If God is for us, who can be against us?. Romans 8:31
The apostle Paul explains in his letter to the Romans: "If God is for us, who can be against us?" Romans 8:31. This teaching is an affirmation of the divine Providence. Thomas Aquinas explain to us that the Providence is the divine prudence that everything disposes:"Oh Father, you rule everything with Providence" Wisdom 14:3.

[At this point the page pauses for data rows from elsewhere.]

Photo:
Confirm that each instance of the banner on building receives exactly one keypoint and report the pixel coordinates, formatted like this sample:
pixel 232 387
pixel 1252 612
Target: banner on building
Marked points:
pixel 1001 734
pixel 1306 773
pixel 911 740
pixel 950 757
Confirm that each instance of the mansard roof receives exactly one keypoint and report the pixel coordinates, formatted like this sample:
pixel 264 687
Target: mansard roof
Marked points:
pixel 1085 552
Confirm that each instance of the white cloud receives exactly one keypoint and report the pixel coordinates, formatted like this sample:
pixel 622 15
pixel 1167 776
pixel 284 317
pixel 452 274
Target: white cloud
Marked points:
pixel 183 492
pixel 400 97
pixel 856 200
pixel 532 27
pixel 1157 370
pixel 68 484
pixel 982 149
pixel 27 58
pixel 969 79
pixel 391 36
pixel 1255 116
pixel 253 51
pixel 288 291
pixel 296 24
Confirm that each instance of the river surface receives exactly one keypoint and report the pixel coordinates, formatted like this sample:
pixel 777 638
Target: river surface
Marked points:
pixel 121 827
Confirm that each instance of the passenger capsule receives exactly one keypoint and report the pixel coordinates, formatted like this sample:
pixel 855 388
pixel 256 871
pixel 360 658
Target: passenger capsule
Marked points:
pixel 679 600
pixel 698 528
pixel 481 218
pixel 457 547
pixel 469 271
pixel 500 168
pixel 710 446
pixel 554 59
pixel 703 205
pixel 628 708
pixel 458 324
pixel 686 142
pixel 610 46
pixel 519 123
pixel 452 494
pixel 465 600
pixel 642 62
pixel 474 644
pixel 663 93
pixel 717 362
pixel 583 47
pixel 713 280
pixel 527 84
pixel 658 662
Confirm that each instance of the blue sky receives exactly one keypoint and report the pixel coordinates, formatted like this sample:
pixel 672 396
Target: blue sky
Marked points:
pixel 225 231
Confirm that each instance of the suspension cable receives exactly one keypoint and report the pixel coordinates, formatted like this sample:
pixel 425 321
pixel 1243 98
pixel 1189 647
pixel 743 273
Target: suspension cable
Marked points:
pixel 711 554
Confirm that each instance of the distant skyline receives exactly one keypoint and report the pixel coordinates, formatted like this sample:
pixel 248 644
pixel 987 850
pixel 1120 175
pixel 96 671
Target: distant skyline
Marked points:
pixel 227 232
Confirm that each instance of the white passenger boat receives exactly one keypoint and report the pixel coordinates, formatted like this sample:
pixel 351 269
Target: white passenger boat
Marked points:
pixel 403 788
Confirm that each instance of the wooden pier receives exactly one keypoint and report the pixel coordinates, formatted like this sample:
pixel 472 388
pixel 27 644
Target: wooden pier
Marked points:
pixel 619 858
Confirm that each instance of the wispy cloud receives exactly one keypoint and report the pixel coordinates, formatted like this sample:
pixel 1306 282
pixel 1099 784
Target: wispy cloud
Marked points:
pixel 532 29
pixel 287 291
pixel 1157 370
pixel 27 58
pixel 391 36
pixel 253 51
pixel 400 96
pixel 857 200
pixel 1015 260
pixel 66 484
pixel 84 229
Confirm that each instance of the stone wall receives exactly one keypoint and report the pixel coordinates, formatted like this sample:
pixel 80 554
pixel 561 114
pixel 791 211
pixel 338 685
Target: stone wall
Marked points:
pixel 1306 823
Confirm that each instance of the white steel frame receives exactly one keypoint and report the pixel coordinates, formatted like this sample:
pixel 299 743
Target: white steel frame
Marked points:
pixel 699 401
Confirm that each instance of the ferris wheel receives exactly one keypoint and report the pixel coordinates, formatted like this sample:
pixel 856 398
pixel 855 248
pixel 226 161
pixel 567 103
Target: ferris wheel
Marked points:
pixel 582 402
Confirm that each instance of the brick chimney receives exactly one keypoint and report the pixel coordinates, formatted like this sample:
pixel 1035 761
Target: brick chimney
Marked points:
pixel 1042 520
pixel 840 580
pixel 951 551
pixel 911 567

There are similar statements in the bible about Providence:"God works for the good of those who love him" Romans 8:28, also: "God loves nothing so much as the person who lives with wisdom", Wisdom 7:28
Everything that comes from God is ordered explains Thomas Aquinas. But ordered to what? Ordered to his wisdom and beatitude: "His works are perfect", Deuteronomy 32,4; "Be perfect, therefore, as your heavenly Father is perfect", Matthew 5:48
God works in our lives with wisdom, go cannot go against his own logic, that is, his beatitude. The bliss of man is in the hands of the divine Providence, but also of his own choices, that is, of his ability to choose between right and wrong, man has free will: "God made man from the beginning, and left him in the hand of his own counsel", Ecclesiasticus 15:14
The affirmation of the apostle Paul is only true for those who choose to live according to the spirit, that is, for the justified, and these are the people who choose to live the faith in a full sense, adult. To live according to the spirit means to be progressive, to tend to improvement, to increase and this is to make "way"; it is also to be precise and accurate or in other words to practice the truth, ultimately to increase life. This is why Jesus tells us: "I am the way, the truth and the life", John 14:6
The gifts are way, truth and life, to put it another way, to live the gifts is to live ethically. Is important to note that there are no blessings for those who choose to "live according to the flesh."
The disordered (sinful) behaviors have no blessing. The error, knowingly, is not compatible with the blessed life. God helps those who help themselves, said Benjamin Franklin. As Jesus explains in the Beatitudes: two paths (the flesh and the spirit), two masters (god or money), two retributions (eternal life or ruin).
In short God, is on our side if we are justified.